I recently had the privilege of reviewing internal award nominations. In a secret duel of persuasion, hundreds of employees seized the opportunity to outboast their colleagues in boasting about their colleagues. Letterhead was prepared, anecdotes collected, and thesaureses consulted.1

While the review process on the whole was a charming experience, the sheer volume of submissions made the work somewhat tedious. The word count ran into the tens of thousands. Each nomination required a human’s careful perusal, but it wasn’t long before I was imagining a more programmatic approach. That meant R, and that meant tidytext.

For reference, each submission looked like this:

[submission metadata]

Your First Name: Lorum ipsum

Your Last Name: Lorum ipsum

Your Email: Lorum ipsum

Nominee’s First Name: Lorum ipsum

Nominee’s Last Name: Lorum ipsum

Nomination Statement: Lorum ipsum blah blah

My plan was this: read the folders of PDFs into R, scrape and tidy the text, and calculate a winner based on a formula that weighs total nominations, total words, and total positive words. The nominations came in a zip file, with sub-directories of each nominee, and then PDFs of the nomination submissions within the sub-directories. I began by unzipping the PDFs and ingesting the text:


unzip("Award Nominations.zip")
unlink("Award Nominations.zip")

nom_files <- dir(full.names = TRUE, recursive = TRUE) 

nom_subs <- nom_files %>% 
  map(pdf_text) %>% 
  map(function(x) {
    stringr::str_replace_all(paste(x, collapse = ""), "[\r\n]", "")
  }) %>% 
  map_chr(function(x) {
    stringr::str_extract(x, "(?<=Statement).*$")

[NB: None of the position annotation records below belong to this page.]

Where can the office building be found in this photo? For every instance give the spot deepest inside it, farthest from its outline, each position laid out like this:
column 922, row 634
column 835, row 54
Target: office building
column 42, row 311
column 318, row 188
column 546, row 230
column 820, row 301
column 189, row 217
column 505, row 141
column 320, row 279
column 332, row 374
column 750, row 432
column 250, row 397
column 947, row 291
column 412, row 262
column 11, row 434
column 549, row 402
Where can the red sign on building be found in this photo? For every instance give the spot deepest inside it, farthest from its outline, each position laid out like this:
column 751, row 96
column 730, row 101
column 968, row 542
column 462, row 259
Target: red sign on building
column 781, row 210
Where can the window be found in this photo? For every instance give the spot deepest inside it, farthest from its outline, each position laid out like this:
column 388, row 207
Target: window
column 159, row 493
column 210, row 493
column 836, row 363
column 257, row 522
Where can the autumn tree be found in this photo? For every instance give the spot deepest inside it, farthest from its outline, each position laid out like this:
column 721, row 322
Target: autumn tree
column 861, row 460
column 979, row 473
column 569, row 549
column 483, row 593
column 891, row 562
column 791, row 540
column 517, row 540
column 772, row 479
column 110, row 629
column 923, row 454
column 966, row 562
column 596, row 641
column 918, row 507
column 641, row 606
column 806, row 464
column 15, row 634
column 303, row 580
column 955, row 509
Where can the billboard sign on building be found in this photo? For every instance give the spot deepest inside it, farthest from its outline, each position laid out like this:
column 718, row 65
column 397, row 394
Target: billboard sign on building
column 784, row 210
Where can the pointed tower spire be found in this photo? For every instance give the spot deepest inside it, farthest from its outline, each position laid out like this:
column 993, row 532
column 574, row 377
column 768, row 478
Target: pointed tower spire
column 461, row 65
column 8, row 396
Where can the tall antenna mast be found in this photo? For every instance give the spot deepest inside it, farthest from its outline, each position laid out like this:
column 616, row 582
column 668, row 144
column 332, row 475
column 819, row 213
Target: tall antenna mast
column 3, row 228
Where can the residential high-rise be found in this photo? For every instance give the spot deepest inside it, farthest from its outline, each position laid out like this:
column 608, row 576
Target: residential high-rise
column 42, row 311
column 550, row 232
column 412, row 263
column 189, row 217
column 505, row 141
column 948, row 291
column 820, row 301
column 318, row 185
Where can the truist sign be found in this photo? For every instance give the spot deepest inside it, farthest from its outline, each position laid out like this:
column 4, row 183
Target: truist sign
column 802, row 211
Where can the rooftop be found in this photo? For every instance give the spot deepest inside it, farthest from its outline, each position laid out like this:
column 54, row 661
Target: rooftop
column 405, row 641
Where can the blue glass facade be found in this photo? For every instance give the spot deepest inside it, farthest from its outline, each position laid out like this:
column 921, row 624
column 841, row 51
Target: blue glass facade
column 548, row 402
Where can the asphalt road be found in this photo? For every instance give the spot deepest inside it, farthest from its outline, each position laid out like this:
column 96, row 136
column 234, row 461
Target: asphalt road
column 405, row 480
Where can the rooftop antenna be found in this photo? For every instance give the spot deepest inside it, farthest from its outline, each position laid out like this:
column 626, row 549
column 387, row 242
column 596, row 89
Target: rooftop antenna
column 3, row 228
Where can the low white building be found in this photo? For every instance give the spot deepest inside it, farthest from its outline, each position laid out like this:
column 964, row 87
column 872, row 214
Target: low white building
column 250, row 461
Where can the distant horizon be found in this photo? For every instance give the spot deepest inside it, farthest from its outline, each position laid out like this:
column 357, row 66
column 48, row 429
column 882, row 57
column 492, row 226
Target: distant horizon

nom_names <- str_extract(nom_files, "\\/(.*)\\/")
nom_names <- str_replace_all(nom_names, "\\/", "")

The relevant text occurs after “Statement:”, so I was only interested in the text after that point. nom_names is derived from the file paths.

Now the show begins. Below I: (1) build the nominations_df data frame; (2) calculate the number of nominations per employee, (3) unnest the words; (4) total the words, positive words, and calculate the positive word ratio and nomination score; and (5) order the data frame by nomination score. When this runs, I’ll see our winner!

nominations_df <- tibble(
  nomination_name = nom_names,
  nomination_text = nom_subs
) %>% 
  group_by(nomination_name) %>% 
  mutate(nominations = n()) %>% 
  ungroup() %>%
  unnest_tokens(word, nomination_text) %>% 
  filter(!grepl("[0-9]", word)) %>% 
  mutate(positive_word = if_else(word %in% (get_sentiments("bing") %>% 
                                   filter(sentiment == "positive") %>% 
                                 TRUE, FALSE)) %>% 
  group_by(nomination_name) %>% 
  mutate(total_nomination_words = n(),
         total_positive_words = sum(positive_word),
         positive_word_ratio = round(total_positive_words/total_nomination_words, 2),
         nomination_score = round(nominations^1.5 + (total_nomination_words * positive_word_ratio), 2)) %>% 
nominations_df %>% 
  distinct(nominee_name, nominee_score) %>% 

I wanted the nomination score formula to weigh number of submissions more heavily than total words. For example, I am more impressed by three people writing 100 words each than I am by one person writing 300 words. And while fraught with ambiguities, I like having the positive word ratio as a coefficient of total words. Thus, this formula rewards nominees with multiple nominators who both wrote a lot and wrote positively.

There are other, more interesting analyses to run: which positive words occur most? Is there an observable difference in the positive words used in the nominations of male vs. female employees? The data is rich, but very much private. The above is just a playful, albeit lazy idea.

But far be it from me to deny the nominators and selection committee my full subjectivity and whatever measure of arbitrariness included. Much better to read the submissions myself.

  1. I’m told the plural of “thesaurus” can also be “thesauri”.